A young Australian international cricketer has just been killed. He was felled by a cricked ball. His life was ended prematurely by a ball deliberately bowled at him at head height to intimidate him. That is the game of cricket these days, isn’t it?
The outpouring of sympathy for the victim and his family, all miss one very important thing, don’t they? Not one word of condemnation has been uttered for a vile aspect of the sport, which allows players to seriously threaten injury and indeed death to their opponents. Bodyline bowling.
Cricket, basically originally an English amateur game (gentlemen & players!), has well over half a century descended into a worldwide professional free for all money grinder.

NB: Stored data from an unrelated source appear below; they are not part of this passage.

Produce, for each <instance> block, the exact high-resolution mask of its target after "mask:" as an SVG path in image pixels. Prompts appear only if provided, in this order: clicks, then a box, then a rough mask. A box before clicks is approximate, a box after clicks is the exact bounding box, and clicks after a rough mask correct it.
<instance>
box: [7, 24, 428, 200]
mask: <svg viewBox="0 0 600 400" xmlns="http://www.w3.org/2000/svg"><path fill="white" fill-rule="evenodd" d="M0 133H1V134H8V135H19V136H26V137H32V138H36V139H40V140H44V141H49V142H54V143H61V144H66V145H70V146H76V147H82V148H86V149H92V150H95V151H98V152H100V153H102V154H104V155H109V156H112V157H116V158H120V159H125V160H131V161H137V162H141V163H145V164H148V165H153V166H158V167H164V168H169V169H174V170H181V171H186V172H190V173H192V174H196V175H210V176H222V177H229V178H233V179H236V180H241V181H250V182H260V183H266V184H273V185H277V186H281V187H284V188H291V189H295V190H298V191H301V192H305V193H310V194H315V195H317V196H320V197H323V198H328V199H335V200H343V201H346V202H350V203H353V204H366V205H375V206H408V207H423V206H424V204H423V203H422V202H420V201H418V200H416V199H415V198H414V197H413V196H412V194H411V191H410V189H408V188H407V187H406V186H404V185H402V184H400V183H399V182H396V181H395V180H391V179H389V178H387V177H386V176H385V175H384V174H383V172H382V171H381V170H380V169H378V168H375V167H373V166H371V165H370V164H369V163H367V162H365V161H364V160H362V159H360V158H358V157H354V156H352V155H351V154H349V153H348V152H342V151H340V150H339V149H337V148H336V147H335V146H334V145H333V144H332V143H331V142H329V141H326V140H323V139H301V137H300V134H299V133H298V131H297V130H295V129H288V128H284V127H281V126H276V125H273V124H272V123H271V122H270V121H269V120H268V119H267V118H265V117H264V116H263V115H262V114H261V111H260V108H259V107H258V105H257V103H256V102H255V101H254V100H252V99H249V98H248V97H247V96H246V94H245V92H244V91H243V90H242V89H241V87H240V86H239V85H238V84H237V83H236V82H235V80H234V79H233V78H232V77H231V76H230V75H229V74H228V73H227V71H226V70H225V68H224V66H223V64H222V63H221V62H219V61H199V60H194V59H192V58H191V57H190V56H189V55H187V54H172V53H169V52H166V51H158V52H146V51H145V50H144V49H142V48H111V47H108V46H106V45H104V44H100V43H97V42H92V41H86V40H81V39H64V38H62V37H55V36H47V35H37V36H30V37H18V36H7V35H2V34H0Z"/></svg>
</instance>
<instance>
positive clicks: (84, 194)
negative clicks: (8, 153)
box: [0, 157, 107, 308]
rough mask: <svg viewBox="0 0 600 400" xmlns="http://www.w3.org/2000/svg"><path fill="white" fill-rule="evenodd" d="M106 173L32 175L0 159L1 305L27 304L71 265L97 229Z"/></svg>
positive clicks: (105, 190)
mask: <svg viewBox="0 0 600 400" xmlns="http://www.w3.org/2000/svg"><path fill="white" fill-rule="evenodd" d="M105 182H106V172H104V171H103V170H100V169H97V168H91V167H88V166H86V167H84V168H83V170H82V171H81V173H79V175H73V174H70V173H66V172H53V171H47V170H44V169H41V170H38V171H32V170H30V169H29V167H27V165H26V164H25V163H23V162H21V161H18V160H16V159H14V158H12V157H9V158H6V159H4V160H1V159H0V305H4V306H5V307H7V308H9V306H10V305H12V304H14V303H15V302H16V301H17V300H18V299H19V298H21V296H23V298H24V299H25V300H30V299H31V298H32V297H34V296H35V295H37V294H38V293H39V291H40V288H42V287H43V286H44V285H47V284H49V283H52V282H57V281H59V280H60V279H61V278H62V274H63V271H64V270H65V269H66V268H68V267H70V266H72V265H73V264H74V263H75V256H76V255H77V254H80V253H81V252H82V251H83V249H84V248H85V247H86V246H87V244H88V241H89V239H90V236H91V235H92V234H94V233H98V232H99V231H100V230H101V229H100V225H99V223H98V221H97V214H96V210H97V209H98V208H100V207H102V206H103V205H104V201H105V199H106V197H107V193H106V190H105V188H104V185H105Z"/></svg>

The onset of bodyline bowling surprisingly started by us down under in the infamously Ashes tour series of the early nineteen thirties between Australia & England – England bowled AT the batsmen (fracturing a skull) and didn’t bother about aiming for the wicket – we won of course, so that increasing became the superior tactic of major matches, which can mask inferior talent and allow teams to emerge triumphant of course.
In the ‘good’ past times cricketers needed little protection against the very hard solid ball – simply a set of leg pads and a box to protect a man’s privates. Nowadays the batsman wouldn’t dream of walking out to the pitch without significant body armour and high-tech head protection (indeed ridiculed forty years ago) . Why is that you might wonder as the bowlers prime objective surely is to knock down the striker’s stumps not knock down the striker? A cricket ball can be hurled at a batsman at a hundred and sixty miles an hour at a distance of twenty two yards by a top fast bowler.
A receiving batsman facing a short pitched fast ball designed to rise to head height (a so called bouncer) has only three choices and milliseconds to react – duck or avoid, ward-off with the bat, hit it. The risk is that he will get out or be injured – nice choice eh?
You might see some similarity with American baseball where a pitcher throws a similar ball at (only) a hundred miles an hour – but the difference is that he is NOT allowed to aim at the other guys head, is he?
There is we know a contact sport that allows, encourages, and indeed demands violence and of course that is Boxing – this is simply a sanitised barbaric fist fight between two testosterone & financially driven men. The objective of this so called sport is to beat the daylights out of the other guy and if possible to smash his brain against his skull so that he becomes unconscious – it is called a knockout and is the ultimate requirement of the baying crowds. Done in a street they would both be banged-up, but kill somebody in front of thousands of spectators and you don’t get charged with murder or even manslaughter – strange eh? [Some fighters even subsequently carry on with further bouts after killing or permanently incapacitating someone – strange eh?]
In cricket there is these days an understanding that bouncers are not bowled at all at tail-end batsmen (the rubbish ones unable to defend themselves against violent attack with the ball). There is also a restriction by the Umpire on the number of bouncers that can be thrown at a good batsman – it is probably about two per over. WHY IS IT NOT ZERO?
Important players are pontificating that there should be no ‘knew-jerk’ reaction – someone’s dead WHY THE HELL NOT?
[Sympathy needs to be extended though to the Australian bowler involved whose intention was to intimidate not harm the batsman. Can he ever bowl like that again? If not he cannot ever be a top speed bowler can he – unless the rules change?]